# Exploratory Data Analysis

What visualizations did you use to initially look at your data? What insights did you gain? How did these insights inform your design?

## Factor Effects

In order to provide details on the factor effects, we used two approaches. Overall effects were provided by the Sci-kit Learn [Random Forest](http://scikit-learn.org/stable/modules/generated/sklearn.ensemble.RandomForestClassifier.html) classification, specifically the feature_importance property.
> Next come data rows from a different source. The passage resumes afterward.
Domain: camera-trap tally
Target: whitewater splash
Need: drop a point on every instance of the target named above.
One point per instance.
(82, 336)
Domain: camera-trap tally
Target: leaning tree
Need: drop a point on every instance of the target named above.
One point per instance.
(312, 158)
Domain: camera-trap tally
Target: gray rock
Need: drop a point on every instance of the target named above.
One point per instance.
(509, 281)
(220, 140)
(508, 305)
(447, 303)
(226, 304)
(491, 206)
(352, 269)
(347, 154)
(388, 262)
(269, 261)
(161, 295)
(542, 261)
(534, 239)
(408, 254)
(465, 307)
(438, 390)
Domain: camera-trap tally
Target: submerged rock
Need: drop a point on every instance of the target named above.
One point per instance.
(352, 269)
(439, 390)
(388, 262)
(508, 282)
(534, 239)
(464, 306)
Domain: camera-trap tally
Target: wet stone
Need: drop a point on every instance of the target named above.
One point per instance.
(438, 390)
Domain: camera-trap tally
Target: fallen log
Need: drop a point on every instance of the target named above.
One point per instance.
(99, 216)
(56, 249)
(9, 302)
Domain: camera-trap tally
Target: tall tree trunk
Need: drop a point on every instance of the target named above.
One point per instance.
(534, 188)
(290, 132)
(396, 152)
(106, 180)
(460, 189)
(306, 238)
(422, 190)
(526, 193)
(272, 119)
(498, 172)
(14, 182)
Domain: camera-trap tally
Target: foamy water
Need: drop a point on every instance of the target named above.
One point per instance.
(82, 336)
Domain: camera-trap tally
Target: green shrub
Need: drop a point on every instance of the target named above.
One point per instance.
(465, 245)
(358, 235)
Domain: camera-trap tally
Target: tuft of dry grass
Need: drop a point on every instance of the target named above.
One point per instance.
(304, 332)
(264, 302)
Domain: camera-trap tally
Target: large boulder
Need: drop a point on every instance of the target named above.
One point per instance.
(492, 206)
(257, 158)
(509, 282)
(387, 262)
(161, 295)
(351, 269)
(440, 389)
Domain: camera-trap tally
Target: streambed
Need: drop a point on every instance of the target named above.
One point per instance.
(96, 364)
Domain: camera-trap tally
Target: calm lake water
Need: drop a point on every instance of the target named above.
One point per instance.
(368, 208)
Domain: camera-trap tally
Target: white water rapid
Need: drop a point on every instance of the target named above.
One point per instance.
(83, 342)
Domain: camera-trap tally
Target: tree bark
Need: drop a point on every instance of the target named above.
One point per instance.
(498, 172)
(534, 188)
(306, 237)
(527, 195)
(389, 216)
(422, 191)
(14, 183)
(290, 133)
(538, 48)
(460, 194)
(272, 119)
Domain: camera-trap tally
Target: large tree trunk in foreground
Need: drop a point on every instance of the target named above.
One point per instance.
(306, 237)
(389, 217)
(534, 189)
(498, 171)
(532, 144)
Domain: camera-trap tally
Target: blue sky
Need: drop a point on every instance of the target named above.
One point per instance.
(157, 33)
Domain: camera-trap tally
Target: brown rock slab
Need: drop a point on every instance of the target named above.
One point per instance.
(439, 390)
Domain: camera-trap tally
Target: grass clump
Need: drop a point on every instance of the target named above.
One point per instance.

In order to extract factors per school, we used Linear Mixed Model analysis using the following R code:

```
library(lmerTest)
library(RJSONIO)
##this is just one example of how LMER may be used to investigate
##college-by-college differences. 

datanormed<-read.csv("../client/data/collegedata_normalized.csv")

factors = c('canAfford','female','MinorityGender','MinorityRace','international','sports', 'earlyAppl')
effects = list()

for (i in factors) {
  f <- paste("acceptStatus~", i, "+(1+", i, "|name)")
  print (f)
  model<-glmer(as.formula(f),family="binomial",data=datanormed)
  df<-data.frame(matrix(nrow=25,ncol=2))
  df$names<-row.names(coef(model)$name)
  df$vals<-coef(model)$name[,2]
  df$X1 = NULL
  df$X2 = NULL
  effects[[i]] = df
}

outJS = toJSON(effects)
write(outJS,"../client/data/factors.json")
```

We sketched a number of different means of comparing factor effects such as bar charts, maps, treemaps, ultimately deciding that a heatmap provided the best contrast and least cognitive load of interpretability for our audience.

## Predictions

For the predictions, we started with a line graph so the applicant could easily see relative positioning between the different schools. After even a little user testing, we switched to a more intuitive scatterplot approach.